Warta Event – Jakarta. International Food Day yang diperingati setiap tahun di seluruh dunia pada tanggal 16 Oktober lalu, merupakan gerakan yang dimulai oleh FAO, badan pangan PBB dengan salah satu tujuan untuk mengurangi kelaparan di dunia.

Setiap tahunnya, lebih dari 30 persen produksi makanan di dunia itu tidak terpakai bahkan terbuang begitu saja. Berangkat dari fakta yang ada, AccorHotels berkomitmen untuk mengurangi makanan sisa.
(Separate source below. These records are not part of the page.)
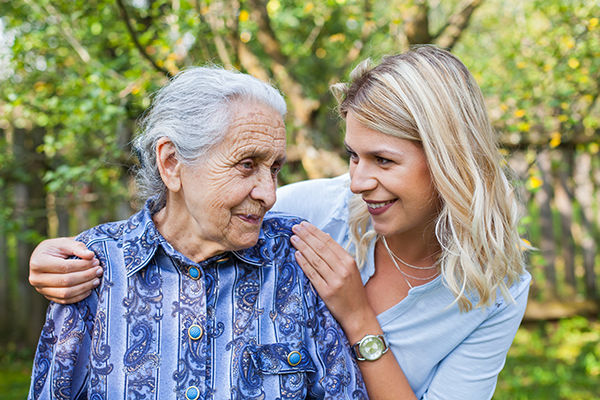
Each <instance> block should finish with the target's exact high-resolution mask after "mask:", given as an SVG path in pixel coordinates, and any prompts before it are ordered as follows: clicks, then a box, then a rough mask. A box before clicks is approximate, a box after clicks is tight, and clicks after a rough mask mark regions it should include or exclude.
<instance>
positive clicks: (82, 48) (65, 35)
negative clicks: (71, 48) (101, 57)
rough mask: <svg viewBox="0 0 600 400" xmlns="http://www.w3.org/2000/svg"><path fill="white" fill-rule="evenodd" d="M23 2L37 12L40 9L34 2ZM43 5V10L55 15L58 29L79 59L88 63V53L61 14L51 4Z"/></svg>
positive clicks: (88, 62)
mask: <svg viewBox="0 0 600 400" xmlns="http://www.w3.org/2000/svg"><path fill="white" fill-rule="evenodd" d="M25 2H26V3H27V4H29V6H30V7H32V8H34V9H36V10H37V11H38V12H40V11H41V9H40V6H39V5H37V4H36V3H35V2H33V1H31V0H25ZM43 7H44V11H46V12H47V13H48V14H49V15H51V16H53V17H55V18H56V19H57V20H58V21H59V24H58V25H59V28H60V30H61V31H62V33H63V35H64V37H65V39H67V42H69V44H70V45H71V47H73V49H74V50H75V52H76V53H77V55H78V56H79V58H81V60H82V61H83V62H84V63H86V64H87V63H89V62H90V60H91V57H90V54H89V53H88V52H87V50H86V49H85V48H84V47H83V46H82V45H81V43H79V42H78V41H77V39H75V35H73V31H71V28H70V27H69V26H68V25H66V24H64V22H63V18H62V15H60V13H59V12H58V11H57V10H56V9H55V8H54V7H53V6H52V5H51V4H44V6H43Z"/></svg>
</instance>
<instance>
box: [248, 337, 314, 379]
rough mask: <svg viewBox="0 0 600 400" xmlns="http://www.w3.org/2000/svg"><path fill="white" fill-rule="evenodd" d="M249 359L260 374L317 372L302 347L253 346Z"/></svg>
mask: <svg viewBox="0 0 600 400" xmlns="http://www.w3.org/2000/svg"><path fill="white" fill-rule="evenodd" d="M249 350H250V357H251V358H252V363H253V364H254V367H255V368H256V370H257V371H259V372H260V373H262V374H294V373H298V372H313V373H314V372H317V368H316V367H315V363H314V362H313V360H312V358H311V356H310V354H309V353H308V351H307V350H306V348H305V347H304V346H302V345H300V346H292V345H290V344H289V343H272V344H254V345H251V346H250V349H249Z"/></svg>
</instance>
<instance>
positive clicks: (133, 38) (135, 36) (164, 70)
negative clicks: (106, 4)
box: [117, 0, 171, 76]
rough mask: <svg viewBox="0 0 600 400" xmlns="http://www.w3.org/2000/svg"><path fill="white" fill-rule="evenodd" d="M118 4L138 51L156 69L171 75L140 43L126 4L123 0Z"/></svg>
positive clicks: (130, 33) (117, 2)
mask: <svg viewBox="0 0 600 400" xmlns="http://www.w3.org/2000/svg"><path fill="white" fill-rule="evenodd" d="M117 5H118V6H119V12H120V13H121V18H122V19H123V22H125V25H126V26H127V31H128V32H129V35H130V36H131V40H133V44H134V45H135V47H136V48H137V49H138V51H139V52H140V54H141V55H142V57H144V58H145V59H146V60H148V61H149V62H150V64H152V67H154V69H155V70H157V71H159V72H161V73H163V74H165V75H166V76H171V74H170V73H169V71H167V70H166V69H164V68H162V67H160V66H159V65H158V64H156V61H154V59H153V58H152V57H150V54H148V53H147V52H146V49H144V47H143V46H142V44H141V43H140V41H139V39H138V37H137V33H136V32H135V30H134V29H133V26H131V21H130V20H129V14H128V13H127V8H126V7H125V4H123V0H117Z"/></svg>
Sebagai bagian dari AccorHotels, Mercure Jakarta Sabang pun turut serta dalam gerakan yang dilakukan serentak diseluruh dunia ini.

Beberapa kegiatan yang dilakukan Mercure Jakarta Sabang antara lain meliputi kampanye edukasi food waste kepada tamu hotel dan karyawan juga kegiatan CSR bersama LSM lokal.
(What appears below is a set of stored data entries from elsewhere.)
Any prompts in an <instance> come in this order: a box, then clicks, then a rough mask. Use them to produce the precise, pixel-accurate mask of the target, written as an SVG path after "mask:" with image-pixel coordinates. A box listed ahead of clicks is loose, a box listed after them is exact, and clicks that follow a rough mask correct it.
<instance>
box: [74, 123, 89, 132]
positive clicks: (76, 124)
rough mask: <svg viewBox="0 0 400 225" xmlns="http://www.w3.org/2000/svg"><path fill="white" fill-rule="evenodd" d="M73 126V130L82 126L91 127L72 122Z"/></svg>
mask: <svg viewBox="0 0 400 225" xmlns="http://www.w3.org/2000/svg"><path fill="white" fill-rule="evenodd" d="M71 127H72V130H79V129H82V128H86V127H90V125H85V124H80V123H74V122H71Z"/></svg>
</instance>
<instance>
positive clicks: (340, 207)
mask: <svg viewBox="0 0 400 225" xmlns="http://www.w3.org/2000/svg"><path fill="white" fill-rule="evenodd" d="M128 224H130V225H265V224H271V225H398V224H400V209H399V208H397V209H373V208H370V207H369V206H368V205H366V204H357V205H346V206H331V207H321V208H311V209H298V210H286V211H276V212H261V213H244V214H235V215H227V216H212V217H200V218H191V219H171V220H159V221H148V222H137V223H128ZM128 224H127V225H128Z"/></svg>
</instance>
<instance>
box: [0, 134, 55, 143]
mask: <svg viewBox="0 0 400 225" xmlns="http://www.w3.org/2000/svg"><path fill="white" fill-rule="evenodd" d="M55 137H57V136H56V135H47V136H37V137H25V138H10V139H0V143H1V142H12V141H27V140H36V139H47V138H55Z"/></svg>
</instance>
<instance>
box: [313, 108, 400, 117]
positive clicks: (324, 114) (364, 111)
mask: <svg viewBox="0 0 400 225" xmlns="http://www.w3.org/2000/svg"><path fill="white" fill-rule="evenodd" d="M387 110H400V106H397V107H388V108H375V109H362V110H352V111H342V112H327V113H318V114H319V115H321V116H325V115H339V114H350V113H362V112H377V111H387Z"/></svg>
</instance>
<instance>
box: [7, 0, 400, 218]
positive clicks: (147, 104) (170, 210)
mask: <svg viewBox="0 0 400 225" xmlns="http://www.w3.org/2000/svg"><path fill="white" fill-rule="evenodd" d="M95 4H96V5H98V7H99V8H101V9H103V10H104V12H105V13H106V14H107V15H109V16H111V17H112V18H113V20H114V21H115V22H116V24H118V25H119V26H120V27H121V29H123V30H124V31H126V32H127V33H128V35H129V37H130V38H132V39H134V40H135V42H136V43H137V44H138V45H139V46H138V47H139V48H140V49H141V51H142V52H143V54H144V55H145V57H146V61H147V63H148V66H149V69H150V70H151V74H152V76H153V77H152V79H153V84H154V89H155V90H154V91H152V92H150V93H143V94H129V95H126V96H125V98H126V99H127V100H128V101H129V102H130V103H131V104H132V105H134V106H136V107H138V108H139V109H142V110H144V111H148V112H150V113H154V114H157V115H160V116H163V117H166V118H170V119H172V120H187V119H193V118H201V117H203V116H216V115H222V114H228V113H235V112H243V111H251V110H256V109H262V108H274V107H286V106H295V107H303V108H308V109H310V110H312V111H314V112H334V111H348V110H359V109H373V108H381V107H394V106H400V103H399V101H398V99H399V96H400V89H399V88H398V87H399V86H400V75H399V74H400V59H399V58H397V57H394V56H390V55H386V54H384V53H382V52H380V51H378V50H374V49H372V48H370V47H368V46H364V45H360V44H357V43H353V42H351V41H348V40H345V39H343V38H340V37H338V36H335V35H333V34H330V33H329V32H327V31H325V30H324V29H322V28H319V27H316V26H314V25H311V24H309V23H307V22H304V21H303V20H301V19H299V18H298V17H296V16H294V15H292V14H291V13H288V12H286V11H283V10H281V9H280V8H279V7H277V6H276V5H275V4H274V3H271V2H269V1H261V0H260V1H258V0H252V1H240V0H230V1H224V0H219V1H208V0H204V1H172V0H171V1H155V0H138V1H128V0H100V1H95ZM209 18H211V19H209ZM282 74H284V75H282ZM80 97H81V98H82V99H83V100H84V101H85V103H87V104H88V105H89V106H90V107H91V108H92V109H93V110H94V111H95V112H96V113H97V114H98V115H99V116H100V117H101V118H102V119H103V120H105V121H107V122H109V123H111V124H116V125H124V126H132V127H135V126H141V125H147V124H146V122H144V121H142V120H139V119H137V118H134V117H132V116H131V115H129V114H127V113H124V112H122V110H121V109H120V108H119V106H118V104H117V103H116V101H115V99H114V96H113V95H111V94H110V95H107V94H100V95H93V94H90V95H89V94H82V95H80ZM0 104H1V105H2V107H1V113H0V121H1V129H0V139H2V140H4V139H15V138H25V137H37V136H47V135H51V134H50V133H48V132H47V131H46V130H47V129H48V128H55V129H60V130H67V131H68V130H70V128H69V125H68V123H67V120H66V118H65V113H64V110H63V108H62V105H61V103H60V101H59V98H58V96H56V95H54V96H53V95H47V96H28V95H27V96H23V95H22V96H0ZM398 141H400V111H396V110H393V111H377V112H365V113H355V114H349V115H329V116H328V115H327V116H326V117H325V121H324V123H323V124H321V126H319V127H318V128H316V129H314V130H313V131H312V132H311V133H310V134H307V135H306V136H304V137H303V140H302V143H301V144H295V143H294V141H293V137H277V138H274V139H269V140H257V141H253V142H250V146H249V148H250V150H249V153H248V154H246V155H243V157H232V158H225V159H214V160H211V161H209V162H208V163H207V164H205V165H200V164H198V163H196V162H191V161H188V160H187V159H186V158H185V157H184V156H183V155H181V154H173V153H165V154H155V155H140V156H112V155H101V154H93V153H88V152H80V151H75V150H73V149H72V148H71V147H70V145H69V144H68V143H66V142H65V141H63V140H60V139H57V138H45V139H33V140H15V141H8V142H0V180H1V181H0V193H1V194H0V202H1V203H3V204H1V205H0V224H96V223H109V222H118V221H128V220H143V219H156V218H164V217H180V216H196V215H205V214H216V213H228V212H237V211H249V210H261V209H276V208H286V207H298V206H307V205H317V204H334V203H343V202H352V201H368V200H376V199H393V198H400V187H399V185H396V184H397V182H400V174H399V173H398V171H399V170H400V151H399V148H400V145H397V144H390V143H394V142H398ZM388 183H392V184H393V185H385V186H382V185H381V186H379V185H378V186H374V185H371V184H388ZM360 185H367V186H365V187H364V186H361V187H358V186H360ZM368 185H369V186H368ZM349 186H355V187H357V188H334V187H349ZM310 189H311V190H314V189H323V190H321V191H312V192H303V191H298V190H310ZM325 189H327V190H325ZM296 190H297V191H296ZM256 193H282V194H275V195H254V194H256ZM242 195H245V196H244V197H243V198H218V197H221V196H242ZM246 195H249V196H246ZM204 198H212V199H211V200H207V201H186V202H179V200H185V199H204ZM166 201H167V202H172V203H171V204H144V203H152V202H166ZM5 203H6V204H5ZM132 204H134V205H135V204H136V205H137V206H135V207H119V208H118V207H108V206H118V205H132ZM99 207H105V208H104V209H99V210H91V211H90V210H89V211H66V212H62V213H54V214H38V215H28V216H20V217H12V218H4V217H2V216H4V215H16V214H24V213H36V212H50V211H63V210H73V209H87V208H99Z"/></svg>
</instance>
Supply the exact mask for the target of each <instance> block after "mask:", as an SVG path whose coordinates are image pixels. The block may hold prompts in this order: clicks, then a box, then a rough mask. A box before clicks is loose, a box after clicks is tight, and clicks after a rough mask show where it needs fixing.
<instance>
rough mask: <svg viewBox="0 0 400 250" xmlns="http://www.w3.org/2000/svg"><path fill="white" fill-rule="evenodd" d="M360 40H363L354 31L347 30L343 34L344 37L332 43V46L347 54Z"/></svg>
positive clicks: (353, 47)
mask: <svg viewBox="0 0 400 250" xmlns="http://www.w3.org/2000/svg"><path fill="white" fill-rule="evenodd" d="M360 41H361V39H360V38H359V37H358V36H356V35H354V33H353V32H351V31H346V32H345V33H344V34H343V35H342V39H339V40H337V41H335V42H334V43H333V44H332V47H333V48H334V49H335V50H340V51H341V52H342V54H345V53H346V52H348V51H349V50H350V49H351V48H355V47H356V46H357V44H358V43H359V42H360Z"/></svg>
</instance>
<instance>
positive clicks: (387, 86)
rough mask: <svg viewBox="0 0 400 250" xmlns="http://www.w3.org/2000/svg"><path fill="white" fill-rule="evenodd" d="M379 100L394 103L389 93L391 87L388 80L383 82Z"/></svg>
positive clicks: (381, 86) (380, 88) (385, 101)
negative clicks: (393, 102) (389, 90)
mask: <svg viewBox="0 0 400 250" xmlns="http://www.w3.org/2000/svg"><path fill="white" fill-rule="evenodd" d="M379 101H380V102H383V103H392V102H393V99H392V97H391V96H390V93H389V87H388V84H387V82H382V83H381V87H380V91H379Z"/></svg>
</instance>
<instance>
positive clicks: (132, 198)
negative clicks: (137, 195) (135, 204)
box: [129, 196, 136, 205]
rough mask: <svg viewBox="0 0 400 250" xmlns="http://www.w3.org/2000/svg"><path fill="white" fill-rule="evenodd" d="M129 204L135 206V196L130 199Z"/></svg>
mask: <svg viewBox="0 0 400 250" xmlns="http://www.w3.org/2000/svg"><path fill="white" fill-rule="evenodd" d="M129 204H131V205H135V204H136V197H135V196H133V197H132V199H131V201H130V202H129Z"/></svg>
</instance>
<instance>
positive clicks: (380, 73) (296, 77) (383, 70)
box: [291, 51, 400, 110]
Kampanye edukasi food waste kepada tamu dilakukan dengan menyiapkan cook station dimana Chef Billy akan memperagakan demo memasak Broccoli and Cauliflower chips dan Veg Pulp Quasadilla dengan mengunakan potongan bahan – bahan makanan yang masih dapat digunakan.

Tim F&B juga telah menyiapkan tent card yang diletakkan disetiap meja restaurant dan meja coffee break Meeting Room untuk mengedukasi para tamu tentang pentingnya tidak membuang makanan. Habiskan setiap makanan yang telah diambil, karena diluar sana masih ada 792 juta orang-orang dunia yang mengalami kelaparan.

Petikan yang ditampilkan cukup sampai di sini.